Gadis tersebut hanya menggeleng, kontras dengan kedua tangan yang sedang menepuk-nepuk kedua lutut, mungkin sekarang sedang terasa ngilu.
Melihat reaksi si gadis, Gala juga ikut meringis. Refleks pemuda itu menunduk, mengurut kedua lututnya seolah-olah rasa sakit gadis itu berpindah ke lututnya sendiri. Namun, ketika pemuda itu justru menemukan sesuatu tersangkut di ujung sepatunya.
“Pakai dulu hand sanitizernya.” Titah pengawas Pria, membuat gadis itu dengan patuh memakai hand sanitizer yang terdapat di meja depan. “Simpan semua perlengkapan kamu ke dalam tas, lalu letakkann tasnya di depan sana. Sebelum itu, jangan lupa mengambil KTP dan Kartu Peserta Ujian, ya.”
Tepat lima menit setelah kepanikan itu, rangkaian Ujian Tulis Berbasis Komputer di ruangan 402 kembali dimulai.
****
“Eh, Lo!”
Gala menggaruk tengkuk, bingung bagaimana caranya menghentikan langkah Sang Gadis yang hampir menuruni anak tangga tersebut.
“Lo yang tadi ngejungkel!”
Efektif! Gadis yang ingin disusul Gala justru berhenti di tempat dan menoleh ke arah pemuda itu. Namun, raut wajahnya justru membuat Gala meneguk saliva sendiri.
“S—sorry, Gue ga maksud buat ngatain lo.” aku pemuda itu terbata-bata.
“Kalau ga ngatain, kenapa lo manggil gue kayak gitu? Mau lo apa, hah!?”
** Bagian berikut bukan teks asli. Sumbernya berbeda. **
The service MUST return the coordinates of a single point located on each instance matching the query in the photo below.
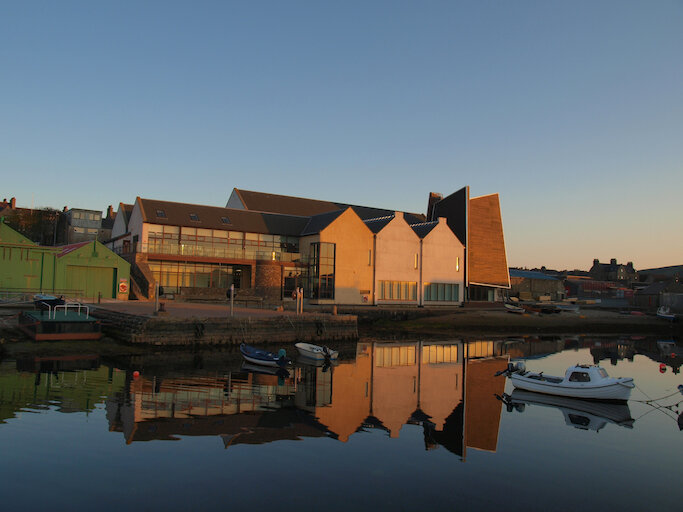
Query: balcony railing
(211, 252)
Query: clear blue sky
(571, 110)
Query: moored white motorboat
(580, 414)
(580, 381)
(263, 357)
(316, 352)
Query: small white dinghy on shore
(580, 381)
(316, 352)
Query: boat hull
(262, 357)
(596, 411)
(617, 389)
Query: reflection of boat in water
(667, 347)
(581, 414)
(265, 370)
(665, 313)
(580, 381)
(316, 352)
(512, 308)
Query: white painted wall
(441, 251)
(397, 256)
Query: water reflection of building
(387, 386)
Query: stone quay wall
(169, 331)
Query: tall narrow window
(321, 270)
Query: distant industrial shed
(86, 269)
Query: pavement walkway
(187, 309)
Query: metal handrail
(65, 306)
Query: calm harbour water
(393, 426)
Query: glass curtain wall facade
(213, 243)
(174, 275)
(321, 270)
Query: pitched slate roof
(376, 225)
(288, 205)
(424, 228)
(531, 274)
(211, 217)
(319, 222)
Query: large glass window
(174, 276)
(441, 292)
(397, 290)
(321, 271)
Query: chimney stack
(434, 197)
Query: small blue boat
(46, 302)
(263, 357)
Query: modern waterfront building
(267, 245)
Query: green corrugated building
(86, 269)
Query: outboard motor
(282, 360)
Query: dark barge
(64, 322)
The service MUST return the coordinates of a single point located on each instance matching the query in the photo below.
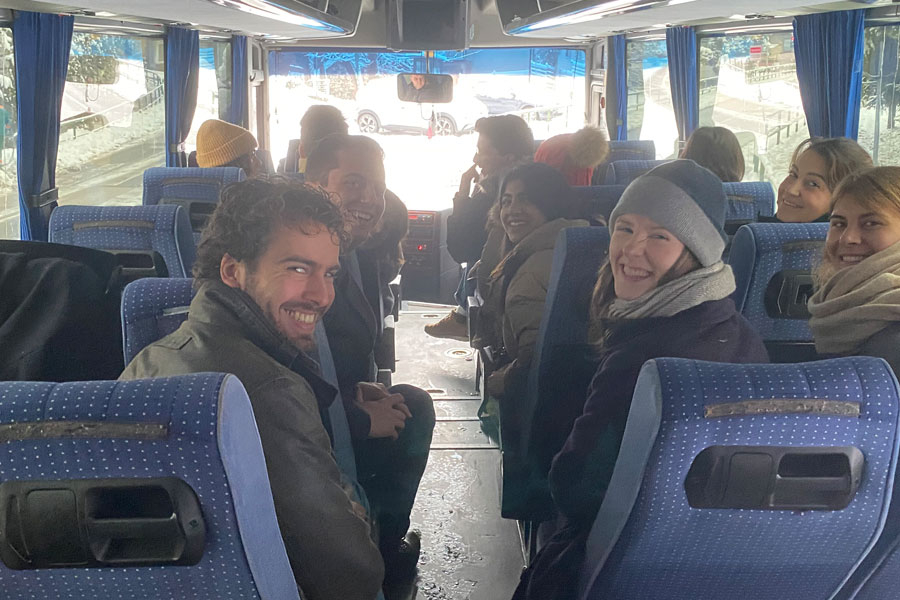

Pemuda itu tidak menjawab dengan ucapan, melainkan memamerkan sebuah kartu tepat ke depan wajah gadis itu. Kemudian, ia meringis.
“Loh, e-money gue!” teriak gadis itu dengan lengkingan suaranya. “Kok, bisa ada di lo?”
“Tadi kartu lo terlempar ke tempat gue pas lo nge—“
“Stop!” tukas Sang Gadis dengan cepat, “Jangan nge-mention soal ngejungkel.”
“Lah, itu lo bilang sendiri!”
Balasan Pemuda itu cukup membuat si gadis jadi berkedip salah tingkah. Dia pun berdehem, berharap agar hal tersebut dapat mengusir canggung yang mulai kentara dari dirinya, “BTW, thanks udah ngembaliin kartu ini ke gue.”
Mendengar hal tersebut, si pemuda pun menampilkan senyuman terbaiknya. ”Santai-santai.”
Tidak berapa lama kemudian, si gadis kembali berbalik menuju ke arah tangga. Dengan sigap ia melambaikan tangan kepada pemuda itu, “Gue duluan, ya! Semoga lo lulus di UTBK ini.”
“Lo juga,” sahut Gala seketika, ikut melambaikan tangannya, “Semoga lo juga lulus di tempat yang lo pilih.”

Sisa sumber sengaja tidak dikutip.